Starke Co. Sheriff’s Dept. Radio Tower Repair Project Hits a Snag

IT Director Joe Short

It’s been a couple months since a number of vicious storms tore through the area, causing massive amounts of damage and toppling several tall towers.

According to Starke County IT Director Joe Short, repairing the damage that was done to the Sheriff’s Department’s radio tower is currently one of their top priorities, but they’re running into some complications. Short explained that the city of Knox has a restriction on the maximum height of a tower in a residential area, limiting the tower to a height of 100 feet.

Unfortunately, Short says their damaged tower, which now stands at a height of only 80 feet, needs to be completely replaced because no tower companies are willing to make repairs to a damaged tower.

“The reason it can’t be repaired as far as the current tower is that basically they look at that as one structural unit. So, once one part of that structural unit is damaged, no tower company will come in and do repairs to it,” Short said.

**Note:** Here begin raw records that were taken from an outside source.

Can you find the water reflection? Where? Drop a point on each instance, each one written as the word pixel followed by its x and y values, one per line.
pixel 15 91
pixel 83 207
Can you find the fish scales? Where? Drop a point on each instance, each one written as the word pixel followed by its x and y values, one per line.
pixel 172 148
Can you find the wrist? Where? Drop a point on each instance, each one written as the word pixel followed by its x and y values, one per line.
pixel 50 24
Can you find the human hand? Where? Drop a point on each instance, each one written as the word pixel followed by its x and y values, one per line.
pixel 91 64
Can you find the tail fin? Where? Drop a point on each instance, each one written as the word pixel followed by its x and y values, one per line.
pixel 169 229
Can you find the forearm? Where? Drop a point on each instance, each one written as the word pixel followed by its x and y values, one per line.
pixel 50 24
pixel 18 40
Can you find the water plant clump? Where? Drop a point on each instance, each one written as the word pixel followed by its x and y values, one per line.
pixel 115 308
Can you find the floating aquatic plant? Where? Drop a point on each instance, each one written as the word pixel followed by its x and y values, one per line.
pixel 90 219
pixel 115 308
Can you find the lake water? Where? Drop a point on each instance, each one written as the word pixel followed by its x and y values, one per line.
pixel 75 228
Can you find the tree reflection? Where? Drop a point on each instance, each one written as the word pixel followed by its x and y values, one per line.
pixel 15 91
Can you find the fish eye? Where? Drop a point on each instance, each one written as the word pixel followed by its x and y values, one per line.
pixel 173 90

Short says he and EMA Director Ted Bombagetti will be meeting with several contacts to discuss the recommended height of the tower for optimal operation. He says they are currently looking at a replacement tower 160 feet tall, but the current location at the Sheriff’s Department is not suitable because of the residential tower height restriction.

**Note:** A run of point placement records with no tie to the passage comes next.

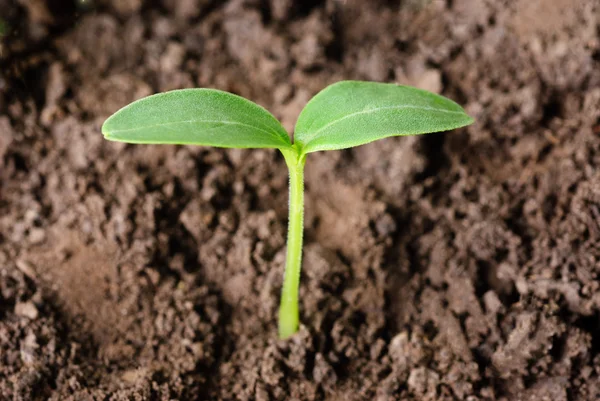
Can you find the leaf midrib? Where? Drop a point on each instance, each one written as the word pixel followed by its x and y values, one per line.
pixel 311 136
pixel 273 134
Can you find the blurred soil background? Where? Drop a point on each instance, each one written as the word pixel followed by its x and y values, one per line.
pixel 456 266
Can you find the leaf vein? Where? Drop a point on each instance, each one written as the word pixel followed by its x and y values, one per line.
pixel 369 111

Short explained that if the radio tower officials indicate that the tower needs to be over 100 feet tall, it’s not unlikely that the county would use a property outside of city limits to build the tower, along with the proposed new county jail facility, but the county may be able to use property within city limits if it can be rezoned. He says the two towers – the current tower at the Sheriff’s Department and the to-be-constructed new tower – would be connected using a remote link, which would require a direct line of sight.

Bombagetti and Short met with the tower experts yesterday and will discuss their findings with the Starke County Commissioners at their next meeting on Sept. 17.